Results for this Gallup poll are based on telephone interviews conducted May 8-11, 2014, with a random sample of 1,028 adults, aged 18 and older, living in all 50 U.S. states and the District of Columbia.
For results based on the total sample of national adults, the margin of sampling error is ±4 percentage points at the 95% confidence level.
Interviews are conducted with respondents on landline telephones and cellular phones, with interviews conducted in Spanish for respondents who are primarily Spanish-speaking. Each sample of national adults includes a minimum quota of 50% cellphone respondents and 50% landline respondents, with additional minimum quotas by time zone within region. Landline and cellular telephone numbers are selected using random-digit-dial methods. Landline respondents are chosen at random within each household on the basis of which member had the most recent birthday.

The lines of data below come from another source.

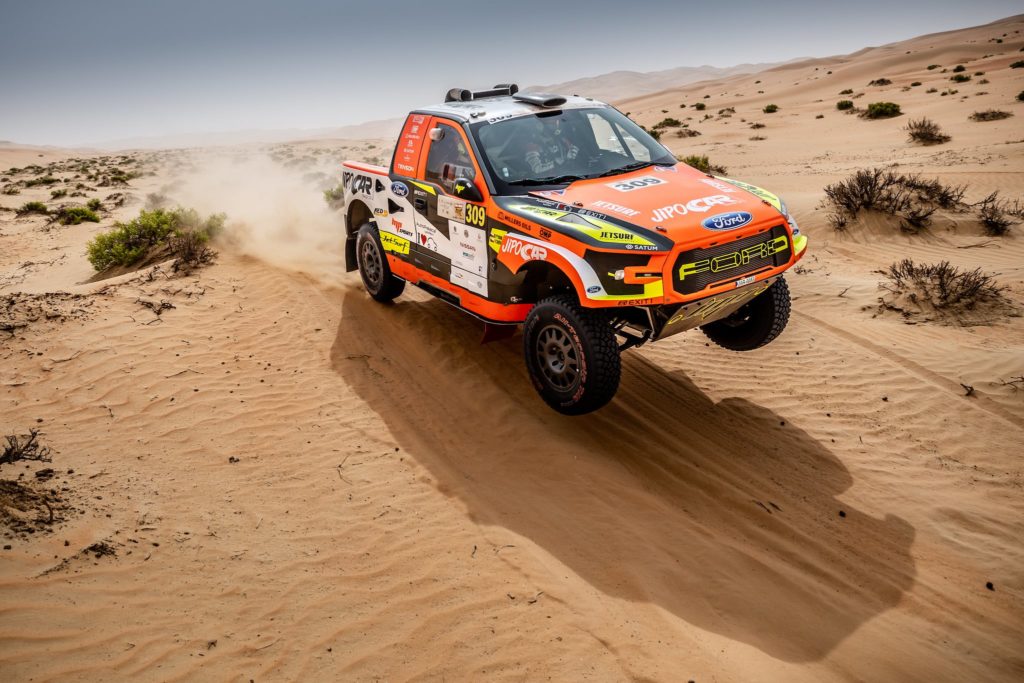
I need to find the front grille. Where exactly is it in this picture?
[672,225,792,294]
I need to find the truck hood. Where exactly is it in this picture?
[530,164,785,245]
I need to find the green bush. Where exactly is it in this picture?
[676,155,728,175]
[25,175,60,187]
[863,102,902,119]
[654,117,683,128]
[17,202,50,216]
[969,110,1013,121]
[53,206,99,225]
[86,208,225,270]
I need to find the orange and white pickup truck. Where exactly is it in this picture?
[343,85,807,415]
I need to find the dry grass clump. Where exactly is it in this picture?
[968,110,1013,121]
[879,258,1019,325]
[905,117,952,144]
[676,155,728,175]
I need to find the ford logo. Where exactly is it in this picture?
[700,211,754,230]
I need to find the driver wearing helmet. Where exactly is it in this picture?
[526,116,580,174]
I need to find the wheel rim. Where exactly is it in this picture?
[536,325,580,391]
[360,240,384,290]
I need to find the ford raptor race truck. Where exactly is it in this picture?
[342,85,807,415]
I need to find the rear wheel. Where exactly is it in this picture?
[700,278,790,351]
[523,295,622,415]
[355,223,406,303]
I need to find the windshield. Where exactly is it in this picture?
[470,106,676,195]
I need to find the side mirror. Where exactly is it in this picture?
[452,176,483,202]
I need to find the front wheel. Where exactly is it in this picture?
[355,223,406,303]
[523,296,622,415]
[700,278,790,351]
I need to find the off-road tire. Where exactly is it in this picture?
[522,295,622,415]
[700,278,790,351]
[355,223,406,303]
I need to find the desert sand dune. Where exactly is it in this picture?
[0,12,1024,682]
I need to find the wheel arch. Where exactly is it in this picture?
[345,200,374,272]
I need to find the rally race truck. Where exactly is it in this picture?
[343,85,807,415]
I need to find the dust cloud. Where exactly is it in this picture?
[167,151,354,287]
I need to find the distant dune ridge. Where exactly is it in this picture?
[0,10,1024,683]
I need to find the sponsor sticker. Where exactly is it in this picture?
[606,175,668,193]
[502,237,548,261]
[594,202,640,218]
[437,195,466,223]
[700,211,754,230]
[650,195,739,223]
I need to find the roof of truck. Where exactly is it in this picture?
[412,93,608,123]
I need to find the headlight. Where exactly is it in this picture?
[778,200,800,237]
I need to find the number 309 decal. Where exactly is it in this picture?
[466,204,487,227]
[607,175,666,193]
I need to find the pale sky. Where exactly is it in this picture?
[0,0,1022,145]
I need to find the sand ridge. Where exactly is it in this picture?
[0,17,1024,681]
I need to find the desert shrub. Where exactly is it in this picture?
[862,102,903,119]
[25,175,60,187]
[676,155,728,175]
[53,206,99,225]
[975,191,1020,238]
[968,110,1013,121]
[824,168,968,232]
[905,117,951,144]
[17,202,50,216]
[86,208,224,270]
[885,258,1002,310]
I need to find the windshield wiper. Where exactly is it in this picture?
[591,161,654,178]
[508,175,585,185]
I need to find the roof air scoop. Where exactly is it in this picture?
[512,92,565,106]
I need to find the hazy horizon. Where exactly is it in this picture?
[0,0,1021,145]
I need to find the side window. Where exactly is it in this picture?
[424,123,476,193]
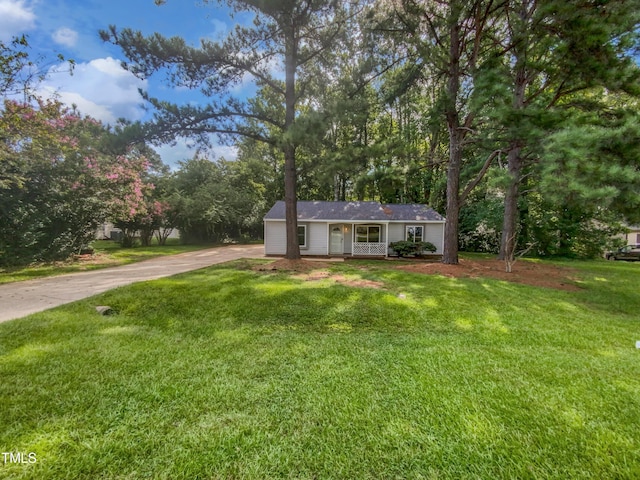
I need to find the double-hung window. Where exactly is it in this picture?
[356,225,380,243]
[298,225,307,248]
[406,225,424,242]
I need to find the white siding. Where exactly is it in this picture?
[264,221,329,255]
[424,223,444,255]
[300,223,329,255]
[388,223,404,243]
[264,221,444,255]
[264,222,287,255]
[389,222,444,254]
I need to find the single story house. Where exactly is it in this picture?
[264,201,445,257]
[625,225,640,245]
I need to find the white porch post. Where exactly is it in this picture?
[384,222,389,258]
[351,223,356,257]
[327,222,331,257]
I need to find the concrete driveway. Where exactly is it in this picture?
[0,245,264,322]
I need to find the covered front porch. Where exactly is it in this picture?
[327,223,389,257]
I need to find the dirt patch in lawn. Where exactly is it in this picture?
[293,270,384,288]
[255,259,384,288]
[396,259,581,292]
[255,258,329,273]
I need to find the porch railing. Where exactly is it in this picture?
[353,242,387,256]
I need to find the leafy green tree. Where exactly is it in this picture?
[102,0,358,259]
[495,0,640,258]
[378,0,496,264]
[0,100,109,264]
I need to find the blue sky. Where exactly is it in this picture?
[0,0,252,164]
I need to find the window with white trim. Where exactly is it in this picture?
[355,225,380,243]
[405,225,424,242]
[298,225,307,248]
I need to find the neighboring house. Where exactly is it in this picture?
[96,222,180,242]
[264,201,445,256]
[626,225,640,245]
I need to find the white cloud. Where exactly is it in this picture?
[51,27,78,47]
[154,138,238,169]
[0,0,36,42]
[40,57,147,124]
[211,145,238,160]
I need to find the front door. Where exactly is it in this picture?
[329,225,344,255]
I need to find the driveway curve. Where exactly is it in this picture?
[0,245,264,322]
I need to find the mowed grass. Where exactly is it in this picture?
[0,238,216,285]
[0,261,640,479]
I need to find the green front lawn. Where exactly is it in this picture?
[0,239,216,285]
[0,261,640,479]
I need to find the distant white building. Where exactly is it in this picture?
[96,222,180,241]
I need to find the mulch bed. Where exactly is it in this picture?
[254,259,581,292]
[396,259,581,291]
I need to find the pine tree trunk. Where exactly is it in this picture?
[498,1,530,261]
[498,145,522,261]
[442,5,464,265]
[283,19,300,260]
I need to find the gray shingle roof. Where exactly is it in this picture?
[264,200,444,222]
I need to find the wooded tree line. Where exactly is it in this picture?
[5,0,640,263]
[103,0,640,263]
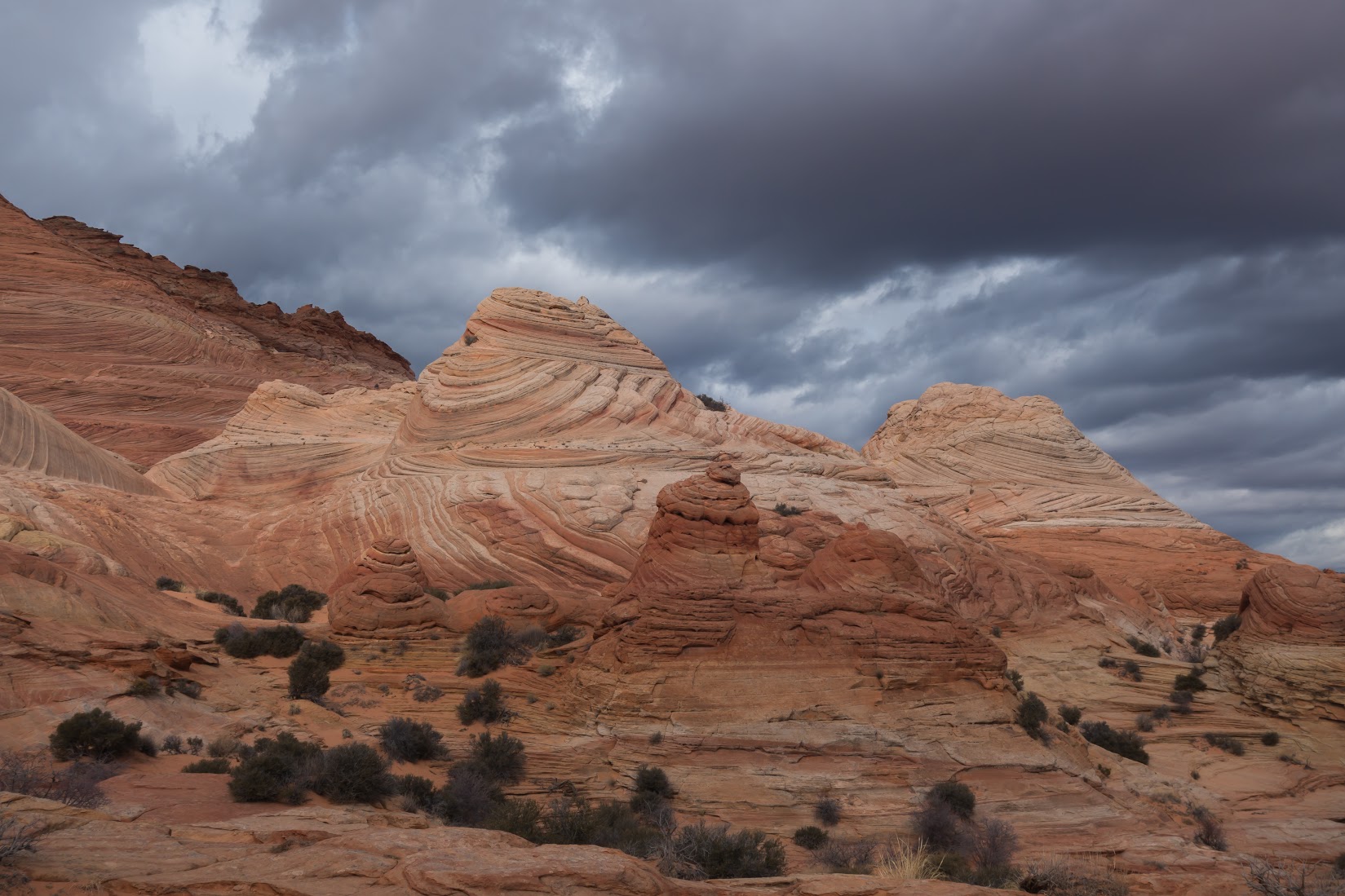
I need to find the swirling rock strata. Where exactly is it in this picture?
[328,538,446,638]
[1219,563,1345,722]
[0,192,412,464]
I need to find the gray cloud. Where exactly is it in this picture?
[0,0,1345,567]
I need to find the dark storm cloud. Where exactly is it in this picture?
[496,2,1345,288]
[0,0,1345,565]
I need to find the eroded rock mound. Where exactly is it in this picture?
[1220,563,1345,721]
[328,538,446,638]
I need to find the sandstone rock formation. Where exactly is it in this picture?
[1219,563,1345,722]
[327,538,446,638]
[864,382,1275,620]
[0,192,410,464]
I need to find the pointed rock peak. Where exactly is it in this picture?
[445,288,667,374]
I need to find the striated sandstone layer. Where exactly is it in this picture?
[864,382,1278,620]
[0,192,410,464]
[1219,563,1345,722]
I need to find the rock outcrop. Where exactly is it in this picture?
[0,192,412,464]
[328,538,446,638]
[1219,563,1345,722]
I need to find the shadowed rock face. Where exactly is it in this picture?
[1220,563,1345,721]
[328,538,446,638]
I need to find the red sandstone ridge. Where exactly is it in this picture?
[864,382,1278,619]
[0,198,412,464]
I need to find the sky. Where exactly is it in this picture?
[0,0,1345,569]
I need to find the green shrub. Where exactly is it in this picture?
[197,590,245,616]
[470,732,526,784]
[458,678,514,725]
[215,623,304,660]
[1013,693,1051,740]
[1214,613,1243,644]
[1078,721,1148,766]
[378,716,448,763]
[228,732,323,805]
[288,652,332,700]
[812,797,841,828]
[926,780,976,821]
[673,821,784,880]
[458,616,529,678]
[48,709,141,761]
[313,744,394,803]
[1206,732,1247,756]
[249,585,327,621]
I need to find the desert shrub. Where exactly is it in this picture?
[215,623,304,660]
[433,763,503,826]
[1244,858,1345,896]
[812,838,875,875]
[910,799,962,853]
[0,749,114,809]
[249,585,327,621]
[1013,693,1051,740]
[458,616,529,678]
[166,678,201,700]
[126,675,163,697]
[1190,806,1228,853]
[546,625,584,647]
[485,799,542,844]
[1018,858,1130,896]
[48,709,139,761]
[926,780,976,821]
[630,766,676,815]
[312,744,394,803]
[393,775,435,813]
[0,815,47,866]
[288,652,332,700]
[962,818,1018,886]
[458,678,514,725]
[197,590,245,616]
[1173,666,1209,693]
[794,825,831,849]
[228,732,323,805]
[1206,732,1247,756]
[1214,613,1243,644]
[378,716,448,763]
[1078,721,1148,766]
[470,730,526,784]
[1167,691,1194,716]
[671,821,784,880]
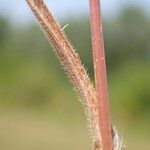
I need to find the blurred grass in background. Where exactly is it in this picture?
[0,7,150,150]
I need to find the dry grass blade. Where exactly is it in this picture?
[27,0,101,150]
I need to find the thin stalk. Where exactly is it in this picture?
[27,0,101,150]
[89,0,113,150]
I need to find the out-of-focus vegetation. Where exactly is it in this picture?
[0,8,150,150]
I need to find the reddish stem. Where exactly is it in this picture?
[90,0,113,150]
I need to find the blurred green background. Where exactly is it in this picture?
[0,1,150,150]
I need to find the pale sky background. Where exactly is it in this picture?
[0,0,150,22]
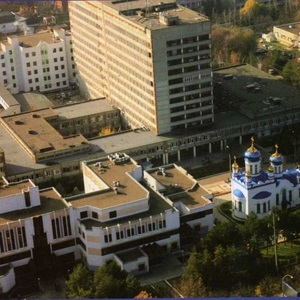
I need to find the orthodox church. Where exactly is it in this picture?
[231,138,300,219]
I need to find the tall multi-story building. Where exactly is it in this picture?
[69,0,214,134]
[0,29,75,94]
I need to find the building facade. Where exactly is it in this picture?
[231,138,300,219]
[0,153,213,292]
[0,29,76,94]
[69,1,214,134]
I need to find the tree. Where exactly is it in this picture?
[176,276,209,298]
[212,26,257,65]
[240,0,262,25]
[66,264,93,298]
[134,291,153,299]
[66,261,141,298]
[93,261,140,298]
[282,59,300,87]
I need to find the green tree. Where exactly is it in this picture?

Samples are weighted to correct for unequal selection probability, nonresponse, and double coverage of landline and cell users in the two sampling frames. They are also weighted to match the national demographics of gender, age, race, Hispanic ethnicity, education, region, population density, and phone status (cellphone only/landline only/both, and cellphone mostly). Demographic weighting targets are based on the most recent Current Population Survey figures for the aged 18 and older U.S. population. Phone status targets are based on the most recent National Health Interview Survey. Population density targets are based on the most recent U.S. census. All reported margins of sampling error include the computed design effects for weighting.
In addition to sampling error, question wording and practical difficulties in conducting surveys can introduce error or bias into the findings of public opinion polls.